Ekonomi

Enflasyon Düşüyor, Faizler Yükseliyor: Ekonomide İbrenin Yönü Şaştı

İstanbul Büyükşehir Belediyesi yönetimine yönelik operasyonların ardından faizlerde sert artış yaşanırken, enflasyon düşüşünü sürdürdü. Politika faizi ile enflasyon arasındaki bağ yeniden koptu. Bazı kredi türlerinde faiz oranı, enflasyonun iki katına ulaştı.

Abone Ol

İstanbul Büyükşehir Belediyesi’ne yönelik operasyonların ardından ekonomik dengelerde dikkat çekici bir kırılma yaşanırken, enflasyon düşmeye devam etmesine rağmen faiz oranlarında sert artışlar gözlendi.

Operasyonların Ardından Ekonomide Denge Bozuldu

İstanbul Büyükşehir Belediyesi'ne (İBB) yönelik operasyonlar sonrası faizlerde dikkat çeken bir artış yaşanırken, Türkiye İstatistik Kurumu’nun (TÜİK) açıkladığı verilere göre enflasyondaki düşüş devam etti.
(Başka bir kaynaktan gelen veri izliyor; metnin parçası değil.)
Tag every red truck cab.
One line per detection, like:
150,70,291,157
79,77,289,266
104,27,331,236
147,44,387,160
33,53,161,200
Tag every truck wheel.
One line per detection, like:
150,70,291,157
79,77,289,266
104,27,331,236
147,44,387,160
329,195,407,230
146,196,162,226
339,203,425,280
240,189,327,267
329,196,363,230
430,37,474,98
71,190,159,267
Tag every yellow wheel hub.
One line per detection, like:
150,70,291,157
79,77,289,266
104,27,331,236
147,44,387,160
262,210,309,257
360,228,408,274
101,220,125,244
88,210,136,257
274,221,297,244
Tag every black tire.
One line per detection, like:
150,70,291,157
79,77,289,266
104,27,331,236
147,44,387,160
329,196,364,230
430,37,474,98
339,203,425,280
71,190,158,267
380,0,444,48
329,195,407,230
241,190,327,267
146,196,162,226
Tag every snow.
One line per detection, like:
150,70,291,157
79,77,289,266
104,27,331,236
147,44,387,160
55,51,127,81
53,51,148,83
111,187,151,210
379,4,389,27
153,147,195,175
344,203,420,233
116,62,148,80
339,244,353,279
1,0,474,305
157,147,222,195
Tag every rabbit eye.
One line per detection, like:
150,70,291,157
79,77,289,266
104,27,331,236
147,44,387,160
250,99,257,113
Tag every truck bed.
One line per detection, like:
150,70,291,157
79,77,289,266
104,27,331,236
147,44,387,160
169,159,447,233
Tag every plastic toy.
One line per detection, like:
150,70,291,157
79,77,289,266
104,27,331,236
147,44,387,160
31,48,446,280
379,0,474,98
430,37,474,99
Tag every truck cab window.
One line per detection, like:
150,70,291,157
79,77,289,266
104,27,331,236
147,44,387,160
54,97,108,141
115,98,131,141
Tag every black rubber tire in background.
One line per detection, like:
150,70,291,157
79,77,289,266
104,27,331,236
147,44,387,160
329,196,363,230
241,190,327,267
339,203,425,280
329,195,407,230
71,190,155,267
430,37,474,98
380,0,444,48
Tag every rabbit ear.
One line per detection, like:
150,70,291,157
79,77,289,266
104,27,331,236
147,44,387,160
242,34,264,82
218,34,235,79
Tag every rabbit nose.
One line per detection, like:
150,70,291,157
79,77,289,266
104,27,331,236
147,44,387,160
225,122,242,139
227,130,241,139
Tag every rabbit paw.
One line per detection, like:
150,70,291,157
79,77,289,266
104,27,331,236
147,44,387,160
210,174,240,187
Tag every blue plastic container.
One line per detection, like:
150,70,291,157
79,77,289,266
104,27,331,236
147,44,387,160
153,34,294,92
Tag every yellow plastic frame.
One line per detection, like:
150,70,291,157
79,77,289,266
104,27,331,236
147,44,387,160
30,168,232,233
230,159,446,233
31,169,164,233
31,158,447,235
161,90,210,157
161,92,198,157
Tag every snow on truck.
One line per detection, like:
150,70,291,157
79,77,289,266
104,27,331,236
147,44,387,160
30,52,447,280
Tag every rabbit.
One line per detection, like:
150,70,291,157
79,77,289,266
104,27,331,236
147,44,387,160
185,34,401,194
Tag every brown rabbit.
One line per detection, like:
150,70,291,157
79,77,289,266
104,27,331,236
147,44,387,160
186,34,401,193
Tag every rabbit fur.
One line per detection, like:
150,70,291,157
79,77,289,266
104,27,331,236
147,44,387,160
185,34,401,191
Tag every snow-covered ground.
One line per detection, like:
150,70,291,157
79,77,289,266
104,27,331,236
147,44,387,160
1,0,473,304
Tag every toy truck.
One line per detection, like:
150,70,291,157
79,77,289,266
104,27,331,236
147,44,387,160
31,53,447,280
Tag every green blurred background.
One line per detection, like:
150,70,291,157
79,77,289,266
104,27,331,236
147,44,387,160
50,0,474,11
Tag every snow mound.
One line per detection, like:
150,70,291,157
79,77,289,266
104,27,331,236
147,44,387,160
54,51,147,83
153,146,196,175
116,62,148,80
Ekrem İmamoğlu ve bazı İBB bürokratlarının tutuklanmasıyla sonuçlanan sürecin ardından ekonomik göstergelerdeki dengesizlik daha da belirginleşti.

Enflasyonun düşmesine rağmen faizlerin artmaya devam etmesi, faiz-enflasyon bağlantısının bir kez daha koptuğunu ortaya koydu. Merkez Bankası Para Politikası Kurulu (PPK) faiz artırımlarına giderken, politika faizi Nisan ayında %42,5’ten %46’ya çıktı. Aynı dönemde gecelik faiz %49, ortalama fonlama faizi ise %48,82 seviyelerine ulaştı. Buna göre politika faizi ile enflasyon farkı 4,40 puandan 8,14 puana çıkarak neredeyse ikiye katlandı. Ortalama fonlama faizi baz alındığında fark 10,96 puanı buldu.

Kredi Faizleri Enflasyonun Çok Üzerinde

Kredi faiz oranlarındaki artış enflasyonun çok üzerinde seyrediyor. Normal şartlarda finans kuruluşları enflasyonun birkaç puan üzerinde faiz talep ederken, mevcut durumda bu oranlar bazı kredi türlerinde enflasyonun iki katına ulaştı.

Operasyon öncesi ihtiyaç kredisi faiz oranı ile enflasyon arasındaki fark 24,63 puan iken, operasyon sonrası bu fark 35,23 puana çıktı. Kredili Mevduat Hesabı (KMH) dahil ihtiyaç kredilerinde bu fark 36,64 puana ulaştı. Ticari kredilerde fark 17,10 puandan 24,77 puana çıkarken, KMH dahil tüketici kredilerinde 31,51 puandan 34,80 puana yükseldi.

Üstelik bu veriler Merkez Bankası'nın çıplak oranlarını yansıtıyor. Bankaların kredi kullandırımı sırasında uyguladığı sigorta ve ek ücretlerle birlikte gerçek faiz oranlarının tabela oranlarının 3 ila 10 puan üzerine çıktığı belirtiliyor.

Yatırım ve Üretim İçin Büyük Risk

Faiz oranlarındaki artış iş dünyasında da endişe yaratıyor. Birçok iktisatçı, bu gelişmelerin Hazine ve Maliye Bakanı Mehmet Şimşek’in ekonomik programını ciddi biçimde sarstığı görüşünde. Program 2023 Haziran’da başlamış olmasına rağmen, Türkiye politika faizinde dünyada ikinci, enflasyonda ise altıncı sırada yer alıyor.

Prof. Dr. Ensar Yılmaz, “Üretici fiyatlarındaki düşüşten çok net görülüyor; ülkedeki enflasyon nitelik değiştiriyor. Döviz kuru ve ücret geçişkenliği durmuş gibi; şimdiki durum, düşen arz ve artan faiz etkisi, yani üretimde düşme ve faizin fiyatlara yansıtılması” değerlendirmesinde bulundu.

İş çevreleri de yüksek faizlerin üretimi zorlaştırdığını vurguluyor. Artan kredi maliyetlerinin fiyatlara yansıtılması kaçınılmaz hale gelirken, bu durumun enflasyonu yeniden tetikleyebileceği endişesi dile getiriliyor.